Hospitals Grapple with Saline Shortages
Hospitals around the country are experiencing shortages of widely used saline products because of supply chain bottlenecks and rising demand during the Omicron surge. Pharmacists and saline manufacturers anticipate the shortages of saline bags and vials will decrease as the Omicron surge subsides. Lauren Russ, a spokesperson for saline bag supplier Baxter, said the company is doing everything possible to augment production and expedite shipping, while a spokesperson for saline manufacturer Fresenius SE said its facilities are operating at full capacity. Pfizer, a leading supplier of small saline vials, said it used many of its containers for COVID-19 vaccines over the past year, which contributed to the shortages.

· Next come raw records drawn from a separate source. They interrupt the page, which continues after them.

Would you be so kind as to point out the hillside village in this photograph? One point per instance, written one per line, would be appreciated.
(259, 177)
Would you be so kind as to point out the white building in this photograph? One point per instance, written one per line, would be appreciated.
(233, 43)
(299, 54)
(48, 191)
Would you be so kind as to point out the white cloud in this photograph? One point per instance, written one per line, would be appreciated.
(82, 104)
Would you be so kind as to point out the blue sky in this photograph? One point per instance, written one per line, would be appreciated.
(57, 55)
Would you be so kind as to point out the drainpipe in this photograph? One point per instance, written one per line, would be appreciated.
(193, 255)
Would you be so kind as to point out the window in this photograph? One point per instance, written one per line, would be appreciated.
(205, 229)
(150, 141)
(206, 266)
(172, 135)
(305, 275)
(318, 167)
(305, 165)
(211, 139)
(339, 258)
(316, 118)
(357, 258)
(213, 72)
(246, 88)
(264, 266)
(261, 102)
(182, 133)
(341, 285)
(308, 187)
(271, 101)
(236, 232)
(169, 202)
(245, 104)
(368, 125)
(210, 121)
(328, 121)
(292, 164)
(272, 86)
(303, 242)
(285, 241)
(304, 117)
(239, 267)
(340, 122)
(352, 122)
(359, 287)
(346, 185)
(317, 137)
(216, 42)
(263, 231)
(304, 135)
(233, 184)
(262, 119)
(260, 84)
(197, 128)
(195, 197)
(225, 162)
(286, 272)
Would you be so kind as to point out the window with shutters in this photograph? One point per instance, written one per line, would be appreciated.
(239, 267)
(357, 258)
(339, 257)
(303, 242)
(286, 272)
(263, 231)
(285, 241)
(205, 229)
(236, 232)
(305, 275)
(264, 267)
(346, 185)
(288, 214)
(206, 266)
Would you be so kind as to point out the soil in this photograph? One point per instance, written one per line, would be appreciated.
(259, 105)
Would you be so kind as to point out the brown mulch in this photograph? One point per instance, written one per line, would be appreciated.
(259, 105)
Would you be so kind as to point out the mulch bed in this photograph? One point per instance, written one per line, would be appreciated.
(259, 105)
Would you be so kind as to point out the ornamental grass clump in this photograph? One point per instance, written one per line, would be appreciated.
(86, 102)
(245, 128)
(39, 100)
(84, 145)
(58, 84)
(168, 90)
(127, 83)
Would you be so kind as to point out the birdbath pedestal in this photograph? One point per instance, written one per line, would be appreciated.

Pfizer has increased vial production and hopes to see supplies increase by this spring. Children's Mercy Kansas City in Missouri currently has roughly 70 percent of the saline it typically needs, said Bethany Baker, PharmD, the hospital's director of pharmacy clinical services. The shortage is complicating care for healthcare workers because they need to use larger I.V. vials and bags for pediatric patients because the smaller sizes usually run out first. Erin Fox, PharmD, senior pharmacy director at Salt Lake City-based University of Utah Health, said the shortages create "a very frustrating situation for staff" who "are already overworked and doing 100 other things."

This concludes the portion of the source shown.